Humphrey Bogart, Jennifer Jones, Gina Lollobrigida, Robert Morley, Peter Lorre, Edward Underdown, Ivor Barnard, Marco Tulli, Bernard Lee.
Directed by John Huston.
Beat the Devil has excellent credentials. It was written by Truman Capote years before In Cold Blood. It sparkles with verbal wit all the way through. It was directed by John Huston who had directed Humphrey Bogart in several films including the celebrated Maltese Falcon as well as Key Largo and his Oscar-winning performance in The African Queen. Bogart, who had only a few years to live after this film, is very good in a variation on his African Queen character – with a touch more sophistication.
The film has a gallery of rogues who are on a small ship bound for Africa, allegedly to sell vacuum cleaners along with a British couple played by Jennifer Jones and Edward Underdown. However, everything is not as it seems – all are after land with uranium in Africa. There are various complications, double-dealings, con tricks.
The film boasts an excellent international cast with a blonde Jennifer Jones in support of Bogart as well as Italian Gina Lollobrigida. Robert Morley and Peter Lorre are other members of the gang.
While the style of filming is that of the 1950s, the plot, the tricks and Capote’s dialogue are still worthwhile. John Huston made Moulin Rouge at this particular time and then went on to make Moby Dick and Heaven Knows, Mr Allison.
1. What did the title mean? What overtones did it have? How appropriate for this film?
2. How would you describe the tone of the film? How would you characterise the atmosphere of the film? Why? The use of black and white photography, music, squalid settings?
3. What was the genre of this comedy-adventure-parody- satire? How effective was the film in these areas? Why?
4. How did the film communicate its satiric points? By the genre? By the types and the characters? By their visual and verbal presentation? By the ironic situations? By the presentation of snobbery? How successful was this in idea? in execution? Is this a film where execution equals the ideas or not? Why?
5. How important was Humphrey Bogart as the central character? How much did the character rely on Bogart impressions and audience response to these? Previous Bogart films? villainy? The Americanism of Bogart? His nobility and yet his greed, his toughness and gentleness? His humour and his seriousness?

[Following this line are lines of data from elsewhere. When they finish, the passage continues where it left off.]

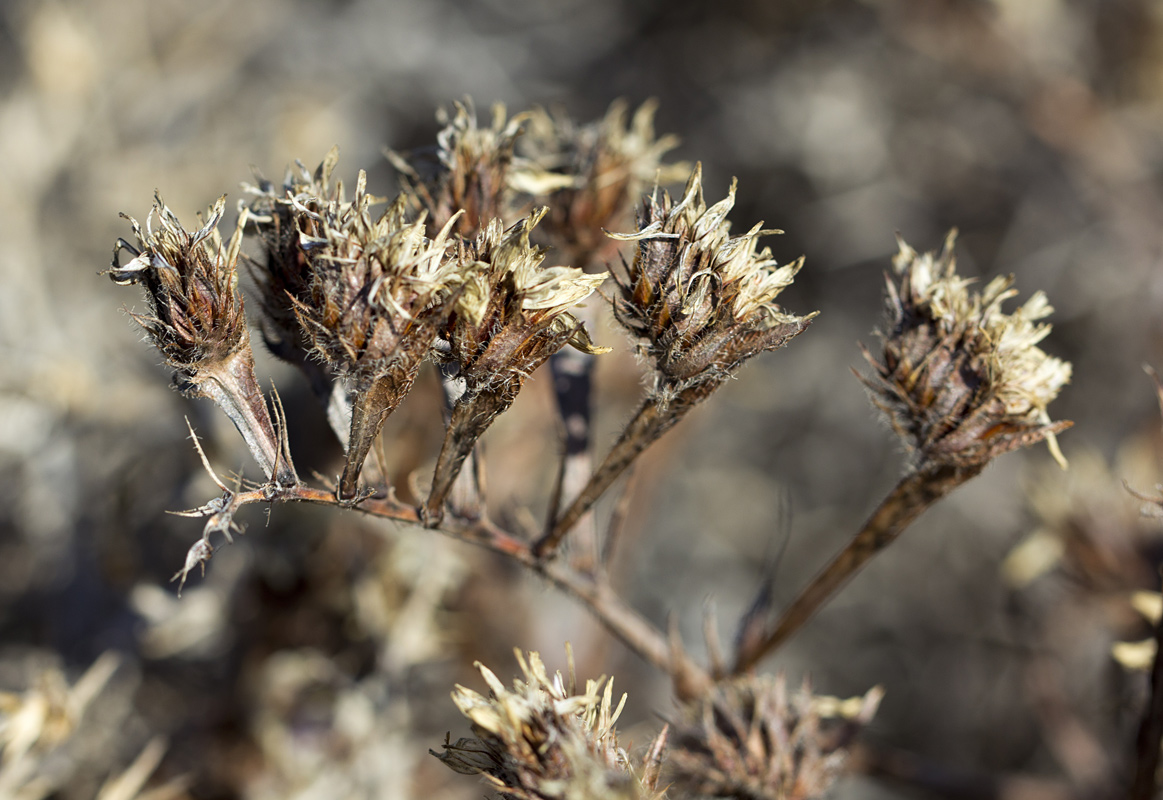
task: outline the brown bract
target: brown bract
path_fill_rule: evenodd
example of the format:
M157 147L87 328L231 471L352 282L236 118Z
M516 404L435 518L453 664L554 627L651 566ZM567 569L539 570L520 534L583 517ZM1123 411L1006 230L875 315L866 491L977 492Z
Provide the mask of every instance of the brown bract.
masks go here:
M865 357L865 379L916 465L980 467L996 456L1046 440L1065 467L1047 405L1070 380L1070 364L1037 344L1053 309L1036 292L1012 314L1013 277L994 278L981 293L956 273L955 233L939 255L904 241L887 278L883 349Z

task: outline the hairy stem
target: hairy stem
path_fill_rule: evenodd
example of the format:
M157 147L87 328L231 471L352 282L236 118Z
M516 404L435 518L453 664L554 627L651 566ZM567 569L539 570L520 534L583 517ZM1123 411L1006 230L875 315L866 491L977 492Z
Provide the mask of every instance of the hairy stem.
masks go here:
M206 397L230 417L268 480L280 486L299 482L290 453L271 423L266 398L254 376L254 358L244 348L192 380L193 394Z
M496 389L482 390L471 397L462 396L453 406L440 457L436 460L436 472L432 476L432 491L424 506L426 525L434 527L439 524L444 515L444 501L448 499L465 459L493 420L513 405L520 388L520 381L513 379Z
M409 378L400 385L396 371L380 375L363 391L352 393L351 433L347 438L347 463L339 479L339 498L351 500L359 492L359 475L372 445L384 427L384 420L400 404L412 386Z

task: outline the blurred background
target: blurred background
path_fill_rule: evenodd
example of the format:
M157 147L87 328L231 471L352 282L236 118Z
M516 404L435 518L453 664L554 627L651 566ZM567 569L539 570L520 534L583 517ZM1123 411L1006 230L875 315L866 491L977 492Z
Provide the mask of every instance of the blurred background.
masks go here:
M819 319L749 364L635 479L619 585L693 649L709 602L730 641L764 576L789 601L904 467L852 375L894 234L927 250L957 227L962 274L1013 273L1019 302L1047 293L1043 347L1074 364L1050 408L1075 421L1061 437L1072 470L1044 447L1000 459L765 668L828 694L885 687L838 797L1120 785L1145 679L1110 650L1147 636L1127 598L1156 588L1160 551L1121 481L1151 491L1160 474L1141 365L1163 367L1163 5L8 0L0 689L10 713L92 701L79 727L44 717L58 725L32 747L34 772L0 769L0 790L93 797L138 759L156 766L159 797L479 797L427 755L468 733L448 692L482 688L475 659L514 674L513 647L560 667L567 640L581 675L614 674L630 693L628 738L644 745L673 713L666 682L584 612L433 533L252 507L204 579L180 600L169 583L200 523L165 512L216 491L183 417L220 472L254 470L215 409L168 388L119 311L140 297L98 275L130 233L118 212L144 219L158 190L192 226L223 192L233 208L252 169L277 179L335 144L340 176L366 169L390 194L382 148L431 143L436 109L466 96L482 118L503 102L579 121L657 98L656 127L681 137L676 159L702 161L708 201L737 176L736 228L762 219L787 231L769 241L781 261L807 256L783 301ZM593 333L617 349L598 368L600 449L641 370L611 325ZM341 451L306 385L259 358L300 472L333 477ZM423 475L440 423L435 378L421 384L387 437L395 463ZM490 502L508 519L545 506L549 388L535 376L487 438ZM0 728L9 752L26 728Z

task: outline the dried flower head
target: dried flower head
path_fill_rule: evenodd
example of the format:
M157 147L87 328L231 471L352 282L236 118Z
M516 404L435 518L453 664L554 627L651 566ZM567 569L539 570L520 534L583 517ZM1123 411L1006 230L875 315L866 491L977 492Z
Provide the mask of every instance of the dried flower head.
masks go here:
M1070 364L1037 344L1053 309L1042 292L1007 314L1013 277L994 278L980 293L956 273L955 232L940 255L918 254L904 241L888 279L888 320L876 377L865 381L916 464L980 468L996 456L1046 440L1066 465L1054 435L1050 401L1070 380Z
M449 258L455 217L433 239L423 215L409 223L401 195L379 219L360 172L350 203L338 194L319 211L295 201L299 245L311 271L308 295L295 300L312 352L347 381L351 434L339 496L357 496L363 462L384 420L411 389L437 333L452 312L465 270Z
M238 251L246 214L240 215L237 230L224 245L217 228L225 208L223 196L196 231L183 228L156 195L144 232L137 220L122 214L133 226L137 244L117 240L109 275L117 284L137 283L145 289L150 313L133 318L176 370L178 387L188 396L218 403L267 478L291 486L298 477L286 433L276 433L258 388L238 291ZM133 254L125 264L119 259L122 250Z
M464 459L497 415L506 411L539 366L567 344L587 353L594 347L585 327L569 313L608 277L572 267L545 267L545 248L529 233L540 209L505 230L491 221L459 263L469 275L447 330L448 351L441 353L465 382L453 408L428 501L430 520L442 504Z
M686 163L662 162L678 137L655 137L657 108L647 101L627 121L626 103L616 101L601 120L580 126L564 114L541 108L529 112L528 132L518 143L521 152L557 176L560 185L545 180L519 188L549 206L545 227L550 240L574 263L589 265L609 249L605 230L622 227L644 187L674 183L690 171Z
M757 250L761 236L778 233L759 223L730 235L727 197L707 207L702 167L696 166L682 198L656 190L646 198L638 232L615 238L638 243L634 261L615 274L614 313L657 371L656 391L673 397L700 384L711 390L748 358L775 350L802 333L815 313L796 316L775 298L803 266L778 266L771 250Z
M437 113L444 128L436 135L434 153L387 153L407 193L428 212L430 230L443 228L463 211L455 231L472 237L491 219L508 224L519 215L513 203L515 190L548 190L546 181L560 184L560 178L514 158L526 114L508 118L505 107L497 104L491 124L482 128L471 101L454 103L453 109L451 117L444 109Z
M677 783L700 795L756 800L822 797L843 773L847 746L884 692L837 700L807 683L789 695L783 675L719 684L684 709L668 761Z
M223 196L201 228L187 231L155 195L144 232L133 217L121 215L133 226L137 245L119 239L109 269L114 283L138 283L145 289L151 313L133 318L179 376L191 382L204 364L229 359L249 341L236 270L241 225L224 249L218 223L225 209ZM121 250L133 254L128 263L119 263Z
M263 340L274 355L306 370L313 383L319 377L320 362L307 358L311 345L294 303L306 302L311 291L311 269L300 246L300 215L295 206L318 214L328 203L344 205L342 183L331 182L338 160L339 148L334 147L313 174L297 161L296 169L287 169L280 187L261 176L257 185L245 186L252 195L247 219L264 251L261 260L245 259L258 289Z
M553 678L541 656L516 651L524 679L507 689L478 663L486 697L457 686L452 700L472 721L475 738L444 744L435 753L452 770L481 775L505 798L516 800L620 800L660 798L658 773L665 733L637 767L614 729L622 707L613 704L613 680L586 681L579 691L570 654L569 679Z
M816 315L789 314L775 302L803 266L777 266L759 237L762 223L731 236L727 214L735 185L711 207L703 200L697 165L682 199L655 188L644 199L638 232L610 234L635 241L631 264L614 273L614 316L641 340L653 385L603 463L537 542L548 556L566 533L650 444L709 397L747 359L783 347Z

What kind of character was Bitty? Was he a well drawn character? What were his endearing qualities? What was his villainy? How central was he to the rest of the film, and to the other characters? Why?
6. How did he contract with Maria? How typical an Italian character was Maria? The personality of Gina Lollobrigida? Maria’s importance for the film? her presence in the port? why she had married Bitty, why she was fascinated with Chelm, why she was fascinated with things English and snobbery? How realistic her character? Romantic? Idealistic? How humorous a character was she for the film?

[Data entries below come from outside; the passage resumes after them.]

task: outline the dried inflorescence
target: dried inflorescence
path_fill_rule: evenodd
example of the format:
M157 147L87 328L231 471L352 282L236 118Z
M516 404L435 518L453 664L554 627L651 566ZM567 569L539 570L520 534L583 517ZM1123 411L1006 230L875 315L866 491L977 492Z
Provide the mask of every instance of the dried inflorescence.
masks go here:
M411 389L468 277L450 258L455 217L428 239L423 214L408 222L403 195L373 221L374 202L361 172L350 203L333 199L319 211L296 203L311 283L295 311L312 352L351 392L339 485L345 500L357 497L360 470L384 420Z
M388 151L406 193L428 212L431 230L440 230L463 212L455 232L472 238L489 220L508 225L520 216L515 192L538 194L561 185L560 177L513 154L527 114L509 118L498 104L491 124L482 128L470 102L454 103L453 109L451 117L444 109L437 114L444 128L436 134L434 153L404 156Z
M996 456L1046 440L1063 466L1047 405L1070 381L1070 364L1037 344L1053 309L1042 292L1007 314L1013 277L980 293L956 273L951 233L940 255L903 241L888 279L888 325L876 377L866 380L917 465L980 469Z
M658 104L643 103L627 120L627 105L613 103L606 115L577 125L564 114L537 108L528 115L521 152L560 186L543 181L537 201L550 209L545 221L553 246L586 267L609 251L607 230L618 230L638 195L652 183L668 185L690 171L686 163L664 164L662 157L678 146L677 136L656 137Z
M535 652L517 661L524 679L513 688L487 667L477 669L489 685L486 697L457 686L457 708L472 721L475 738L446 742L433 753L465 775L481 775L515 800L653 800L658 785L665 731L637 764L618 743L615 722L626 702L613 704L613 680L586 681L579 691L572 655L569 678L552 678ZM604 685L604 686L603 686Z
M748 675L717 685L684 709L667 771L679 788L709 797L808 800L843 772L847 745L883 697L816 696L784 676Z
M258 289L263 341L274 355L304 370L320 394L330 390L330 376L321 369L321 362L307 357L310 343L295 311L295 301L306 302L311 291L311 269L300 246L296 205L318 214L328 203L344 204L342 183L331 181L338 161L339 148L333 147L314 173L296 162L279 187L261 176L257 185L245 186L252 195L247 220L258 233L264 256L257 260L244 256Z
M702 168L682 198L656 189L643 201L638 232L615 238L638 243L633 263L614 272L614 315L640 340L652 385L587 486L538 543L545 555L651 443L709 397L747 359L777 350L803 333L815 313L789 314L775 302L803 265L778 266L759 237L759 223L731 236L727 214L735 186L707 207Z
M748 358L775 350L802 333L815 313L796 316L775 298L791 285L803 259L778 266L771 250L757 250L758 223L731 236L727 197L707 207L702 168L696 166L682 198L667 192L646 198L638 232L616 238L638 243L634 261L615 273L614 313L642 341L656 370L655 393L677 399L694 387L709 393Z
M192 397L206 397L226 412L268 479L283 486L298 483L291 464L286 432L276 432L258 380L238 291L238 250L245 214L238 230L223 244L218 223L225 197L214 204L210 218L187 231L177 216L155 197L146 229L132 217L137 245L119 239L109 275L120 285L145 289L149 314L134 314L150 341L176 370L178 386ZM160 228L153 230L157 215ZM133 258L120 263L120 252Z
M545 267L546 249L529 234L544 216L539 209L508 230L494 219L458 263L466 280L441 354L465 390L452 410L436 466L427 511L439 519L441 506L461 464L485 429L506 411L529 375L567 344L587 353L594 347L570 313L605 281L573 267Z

7. How did she contrast with Gwendolyne? A blonde Jennifer Jones, stupid, telling lies? Her snobbery? The points behind her snobbery? Why was she at the port? Her relationship to Chelm? Love? Her love for Bitty in romantic hero film type? Her unreality? What did she add to the film?

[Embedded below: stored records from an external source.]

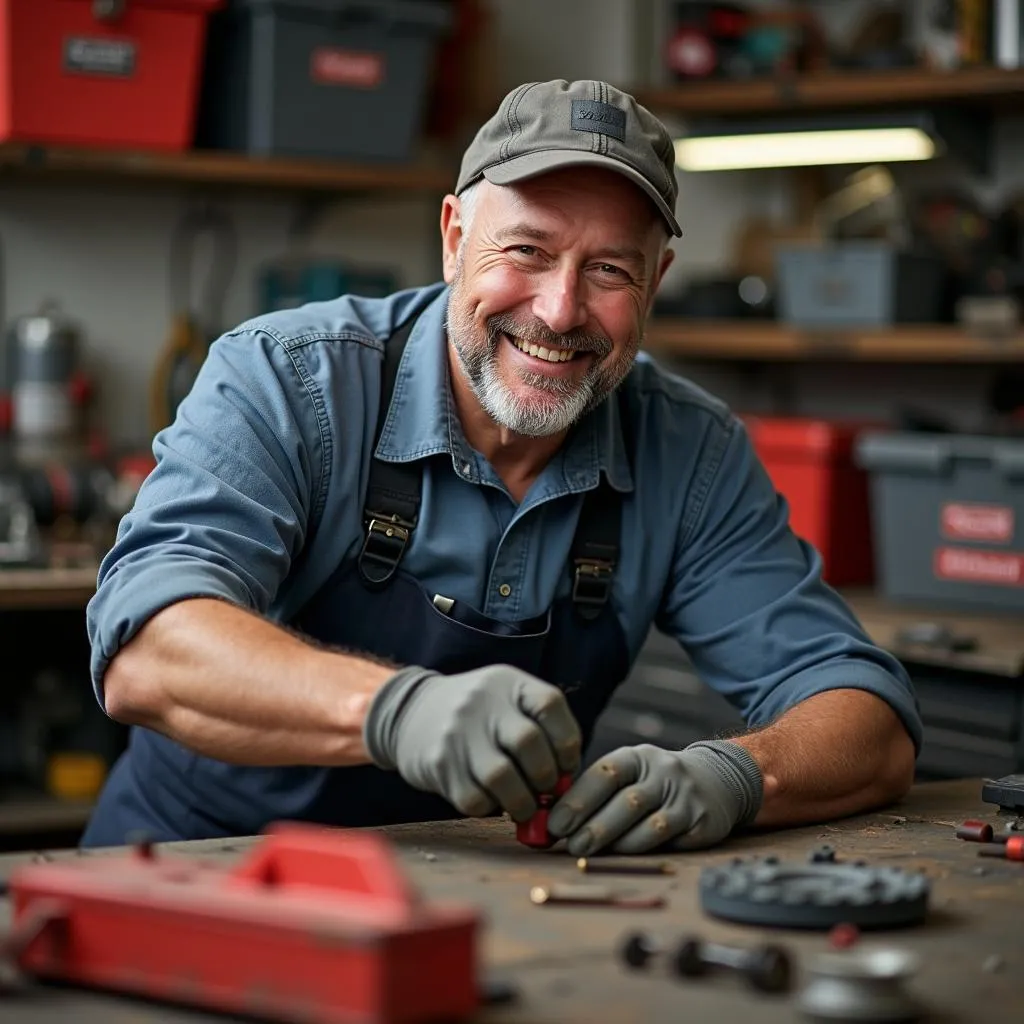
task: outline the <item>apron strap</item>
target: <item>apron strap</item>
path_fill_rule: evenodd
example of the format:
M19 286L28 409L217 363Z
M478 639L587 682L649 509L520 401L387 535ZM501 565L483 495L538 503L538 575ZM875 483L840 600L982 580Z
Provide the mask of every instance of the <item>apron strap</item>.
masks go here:
M618 390L619 420L627 457L632 461L632 431L622 388ZM612 590L619 564L622 536L622 495L602 476L597 487L587 491L572 540L572 603L584 619L596 619Z
M398 377L398 366L415 323L415 317L407 320L384 344L380 411L373 437L374 451L384 430ZM380 589L395 574L419 519L421 488L422 473L419 466L408 462L385 462L376 455L371 458L366 506L363 509L366 536L358 563L359 575L367 586Z
M380 411L374 432L374 450L380 441L391 407L398 367L412 333L415 318L402 324L384 344ZM628 412L619 389L620 421L625 431ZM627 454L632 456L632 444ZM398 569L412 531L419 519L422 470L413 463L385 462L376 455L370 461L363 521L366 536L359 552L359 575L367 586L379 590L387 586ZM612 579L619 562L622 533L622 495L605 477L583 499L570 558L573 565L572 602L584 619L596 619L611 593Z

8. Chelm himself? how were the English being satirised in him? What points about the English? How humorous was this? The attempt to kill him? His final vindication?
9. What did the film have to say about supporting characters? Peterson as personified by Robert Morley and his style? What he stood for ? Greed and pomposity? Duplicity? the major, small and murderous? Julius O'Hara and the satire on Peter Lorre, Germanic and Irish? The typical Italian villain? What did these villains all add to the film? Would it have been different without them?
10. The visual presentation of the seedy world of the port, uranium greed, the ship, the Arabs etc.? The point behind this? (More telling in the fifties than now?)
11. What did the film have to say about greed and double cross? The importance of the car going over the cliff, the attempts at murder, the changing of loyalties?
12. Comment on the irony of the whole film and its impact on audiences their laughing at villainy, at snobbery, at fickleness? To this extent how successful a satiric comedy was the film?